This is somewhat nagging me. I just with to run it by some one cause it seems slightly unintuitive to me (in some regards).
Let us consider $r$ to be an algebraic number in $\mathbb{C}$ not in $\mathbb{R}$.
Clearly it follows then that $\bar{r}$ is also an algebraic number.
As a consequence then $\frac{r}{|r|}$ is an algebraic number. Note also that $\frac{r}{|r|}$ lies on the unit circle in $\mathbb{C}$.
Let us call $\frac{r}{|r|} = u = e^{i \cdot \theta}$
Note then that $\mathbb{Q}(u)$ is a finite extension of $\mathbb{Q}$
Also please note that if $\theta$ is not a rational multiple of $\pi$ then the set of numbers:
$\{ u^k : 0 \le k \le \infty \}$ must be dense over $S_1$ the unit circle in $\mathbb{C}$
The latter clearly implies that if $\theta$ is not a rational multiple of $\pi$ then it must be the case that the extention $\mathbb{Q}(u)$ is an infinite extension. Which directly contradicts the given we started with.

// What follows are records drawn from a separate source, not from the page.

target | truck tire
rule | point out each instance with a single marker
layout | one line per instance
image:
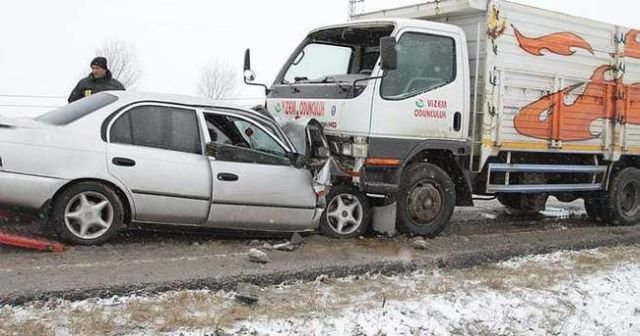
(87, 213)
(594, 207)
(348, 213)
(426, 200)
(622, 205)
(529, 203)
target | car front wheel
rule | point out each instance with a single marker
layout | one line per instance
(87, 213)
(347, 215)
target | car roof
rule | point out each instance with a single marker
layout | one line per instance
(129, 97)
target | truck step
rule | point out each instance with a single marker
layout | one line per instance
(596, 182)
(540, 168)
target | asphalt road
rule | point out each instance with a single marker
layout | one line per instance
(144, 261)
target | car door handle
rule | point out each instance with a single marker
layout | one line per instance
(123, 162)
(227, 177)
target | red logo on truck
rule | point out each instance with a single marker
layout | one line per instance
(431, 108)
(303, 108)
(558, 43)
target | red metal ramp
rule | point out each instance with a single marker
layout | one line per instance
(27, 241)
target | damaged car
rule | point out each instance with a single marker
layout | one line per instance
(119, 158)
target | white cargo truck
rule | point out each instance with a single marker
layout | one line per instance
(430, 104)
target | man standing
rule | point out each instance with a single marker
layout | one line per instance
(99, 80)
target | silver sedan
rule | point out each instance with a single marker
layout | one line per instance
(116, 158)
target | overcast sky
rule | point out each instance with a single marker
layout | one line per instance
(46, 46)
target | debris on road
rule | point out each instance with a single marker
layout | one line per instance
(296, 239)
(247, 293)
(258, 256)
(284, 247)
(420, 244)
(33, 243)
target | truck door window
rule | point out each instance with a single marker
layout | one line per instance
(318, 61)
(425, 62)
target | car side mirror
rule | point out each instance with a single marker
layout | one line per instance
(211, 149)
(247, 59)
(388, 53)
(296, 159)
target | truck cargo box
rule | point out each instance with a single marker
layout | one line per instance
(543, 81)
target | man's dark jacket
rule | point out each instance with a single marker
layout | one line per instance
(89, 85)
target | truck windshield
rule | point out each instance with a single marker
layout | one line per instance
(336, 55)
(318, 61)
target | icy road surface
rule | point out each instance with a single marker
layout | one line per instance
(592, 292)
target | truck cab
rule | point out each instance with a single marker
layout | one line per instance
(380, 103)
(426, 105)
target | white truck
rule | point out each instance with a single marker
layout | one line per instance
(430, 104)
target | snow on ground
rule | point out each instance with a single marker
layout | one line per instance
(594, 292)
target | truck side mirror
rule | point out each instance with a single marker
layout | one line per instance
(388, 53)
(247, 59)
(249, 75)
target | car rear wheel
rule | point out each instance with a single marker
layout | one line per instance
(347, 215)
(87, 213)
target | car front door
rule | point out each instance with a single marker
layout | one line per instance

So the conclusion is that if $r$ is any algebraic number in $\mathbb{C}$ then the fraction $\frac{r}{|r|}$ is a root of unity.
As a consequnce then we have that $u$ is an element of $\mathbb{Q}^{ab}$ or the abelian closure of $\mathbb{Q}$.
If my memory of Galois Theory serves all polynomials with roots in $\mathbb{Q}^{ab}$ can be solved algebraically as nested radicals.
Sorry this seems a little odd ... perhaps it may be true.
This step is incorrect. You have not justified this "clearly" and it is just not true (I don't know what argument you have in mind but $\mathbb{Q}[u]$ can be dense in $\mathbb{C}$ as soon as its dimension is at least $2$). You can already find counterexamples in $\mathbb{Q}[i]$, which look like $\frac{a + bi}{a - bi}$ for $a, b \in \mathbb{Z}$, e.g. already $\frac{1 + 2i}{1 - 2i}$ is not a root of unity. Of course this is an abelian extension but counterexamples in nonabelian extensions are harder to work with. The point is that this step doesn't work.